Twitter-954x1024Lunedì scorso, 4 febbraio, ho pubblicato nella mia rubrica su Bresciaoggi quest’articolo. Erano i giorni delle scosse in Garfagnana, dell’allarme via Twitter e delle polemiche conseguenti.

Twitter sempre più al centro delle discussioni: prima a proposito dell’account di Benedetto XVI, poi di quello – invero ingessato e un po’ glaciale – di Mario Monti.
È tornato a conquistare le prime pagine quando, qualche sera fa, il sindaco del comune di Castelnuovo Garfagnana, in seguito a una informativa della Protezione Civile, ha comunicato alla cittadinanza che dopo una serie di scosse sismiche chi avesse voluto avrebbe fatto bene a non passare la notte in casa. Per fortuna la grande scossa non c’è stata e tutti hanno tirato un sospiro di sollievo, ma inevitabilmente il dibattito è andato sulla sentenza dell’Aquila (del processo, e del coinvolgimento della rete nel dibattito, parlammo anche qui) che condannò i membri della Commissione Grandi Rischi per essere stati troppo rassicuranti sul rischio di catastrofe.

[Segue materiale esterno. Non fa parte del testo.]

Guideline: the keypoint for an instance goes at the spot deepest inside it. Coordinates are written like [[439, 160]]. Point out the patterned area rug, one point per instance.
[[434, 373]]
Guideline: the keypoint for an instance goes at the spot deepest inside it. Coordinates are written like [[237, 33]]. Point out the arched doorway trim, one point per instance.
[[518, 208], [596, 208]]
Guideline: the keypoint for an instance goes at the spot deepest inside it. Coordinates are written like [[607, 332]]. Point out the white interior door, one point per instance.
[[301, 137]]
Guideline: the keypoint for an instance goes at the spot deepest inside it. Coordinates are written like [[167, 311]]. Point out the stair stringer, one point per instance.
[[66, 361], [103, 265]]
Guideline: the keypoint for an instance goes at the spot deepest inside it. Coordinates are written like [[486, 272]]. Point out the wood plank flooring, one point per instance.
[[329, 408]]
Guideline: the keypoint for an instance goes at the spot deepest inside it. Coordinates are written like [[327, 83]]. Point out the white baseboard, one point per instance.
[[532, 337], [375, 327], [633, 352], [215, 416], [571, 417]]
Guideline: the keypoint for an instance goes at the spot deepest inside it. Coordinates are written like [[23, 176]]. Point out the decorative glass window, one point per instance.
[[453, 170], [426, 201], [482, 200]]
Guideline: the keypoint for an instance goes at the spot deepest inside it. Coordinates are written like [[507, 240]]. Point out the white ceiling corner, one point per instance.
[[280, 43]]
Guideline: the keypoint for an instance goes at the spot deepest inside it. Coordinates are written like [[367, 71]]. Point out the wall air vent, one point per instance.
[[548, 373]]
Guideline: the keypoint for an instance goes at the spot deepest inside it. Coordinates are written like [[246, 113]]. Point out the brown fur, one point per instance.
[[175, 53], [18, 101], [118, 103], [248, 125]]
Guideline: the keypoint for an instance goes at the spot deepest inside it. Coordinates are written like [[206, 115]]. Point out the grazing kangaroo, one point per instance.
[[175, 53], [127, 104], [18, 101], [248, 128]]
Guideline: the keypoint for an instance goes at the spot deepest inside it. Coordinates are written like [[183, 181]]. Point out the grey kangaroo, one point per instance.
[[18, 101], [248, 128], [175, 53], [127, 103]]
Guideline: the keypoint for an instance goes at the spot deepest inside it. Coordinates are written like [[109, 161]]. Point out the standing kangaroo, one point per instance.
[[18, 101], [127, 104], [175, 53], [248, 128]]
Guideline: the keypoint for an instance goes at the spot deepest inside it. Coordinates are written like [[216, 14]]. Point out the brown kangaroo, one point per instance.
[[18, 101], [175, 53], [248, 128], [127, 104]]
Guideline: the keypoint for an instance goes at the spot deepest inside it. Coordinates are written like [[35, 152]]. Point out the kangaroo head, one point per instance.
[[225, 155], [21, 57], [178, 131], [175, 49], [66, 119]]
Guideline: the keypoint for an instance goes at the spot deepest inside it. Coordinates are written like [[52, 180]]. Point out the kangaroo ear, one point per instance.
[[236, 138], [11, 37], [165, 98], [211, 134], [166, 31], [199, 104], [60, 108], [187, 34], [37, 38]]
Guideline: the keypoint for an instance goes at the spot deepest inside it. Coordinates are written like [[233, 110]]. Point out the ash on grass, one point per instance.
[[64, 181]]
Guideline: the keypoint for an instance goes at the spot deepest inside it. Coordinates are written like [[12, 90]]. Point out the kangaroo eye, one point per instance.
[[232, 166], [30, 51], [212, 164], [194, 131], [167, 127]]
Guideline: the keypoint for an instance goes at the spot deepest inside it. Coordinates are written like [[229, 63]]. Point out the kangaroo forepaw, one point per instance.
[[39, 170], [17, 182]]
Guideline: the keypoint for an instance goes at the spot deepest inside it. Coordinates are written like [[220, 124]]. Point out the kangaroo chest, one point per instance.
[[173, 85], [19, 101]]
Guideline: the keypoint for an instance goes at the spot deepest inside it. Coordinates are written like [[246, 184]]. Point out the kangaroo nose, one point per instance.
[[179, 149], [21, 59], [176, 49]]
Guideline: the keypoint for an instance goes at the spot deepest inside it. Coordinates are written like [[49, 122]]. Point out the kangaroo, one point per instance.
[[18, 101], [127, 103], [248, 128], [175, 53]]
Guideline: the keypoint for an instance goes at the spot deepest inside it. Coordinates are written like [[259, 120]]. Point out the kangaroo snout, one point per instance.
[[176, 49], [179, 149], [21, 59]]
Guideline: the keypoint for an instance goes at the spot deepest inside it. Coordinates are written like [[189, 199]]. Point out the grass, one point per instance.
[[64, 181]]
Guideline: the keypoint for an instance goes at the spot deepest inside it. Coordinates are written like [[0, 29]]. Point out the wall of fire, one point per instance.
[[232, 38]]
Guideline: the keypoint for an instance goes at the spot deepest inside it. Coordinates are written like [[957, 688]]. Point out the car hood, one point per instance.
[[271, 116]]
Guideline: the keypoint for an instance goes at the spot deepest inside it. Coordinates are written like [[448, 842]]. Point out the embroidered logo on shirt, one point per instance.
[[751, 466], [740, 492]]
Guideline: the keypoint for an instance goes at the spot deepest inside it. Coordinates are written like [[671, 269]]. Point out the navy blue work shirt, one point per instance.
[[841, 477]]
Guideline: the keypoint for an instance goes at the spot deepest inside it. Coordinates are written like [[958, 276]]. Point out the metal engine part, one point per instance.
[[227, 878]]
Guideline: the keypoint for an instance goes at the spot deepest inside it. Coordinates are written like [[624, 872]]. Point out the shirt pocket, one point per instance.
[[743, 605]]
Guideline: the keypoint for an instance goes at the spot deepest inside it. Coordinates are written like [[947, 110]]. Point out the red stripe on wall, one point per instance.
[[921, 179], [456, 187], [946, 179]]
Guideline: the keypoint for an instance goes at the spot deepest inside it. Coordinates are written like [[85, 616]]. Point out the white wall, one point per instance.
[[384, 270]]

Al di là dell’argomento ricorrente, per il quale eccedere in sicumera e rimandare a casa un sacco di gente prima di un terremoto vero sia ragionevole, mentre esagerare con la prudenza sia da irresponsabili, degli interventi mi colpiscono i commenti sull’uso di Twitter: “chi non ha Twitter che fa?”, hanno ironizzato in tanti nei giorni dopo. Ironia che rivela una visione dei nuovi media come un mondo separato dalla realtà. A parte che lo stesso messaggio fu inoltrato anche attraverso i media locali, tutti capiscono che Twitter e Facebook sono quelli più rapidi e a portata di mano: e che quando si lancia un allarme si intende innescare un passaparola nella rete (quella vera, di persone in carne e ossa, non quella fatta, come ancora alcuni credono, di cavi e modem).
È dura a morire l’idea di una tecnologia che arriva a fare piazza pulita della nostra vita di prima, anziché integrarsi coi modi di comunicare e di essere che già conosciamo.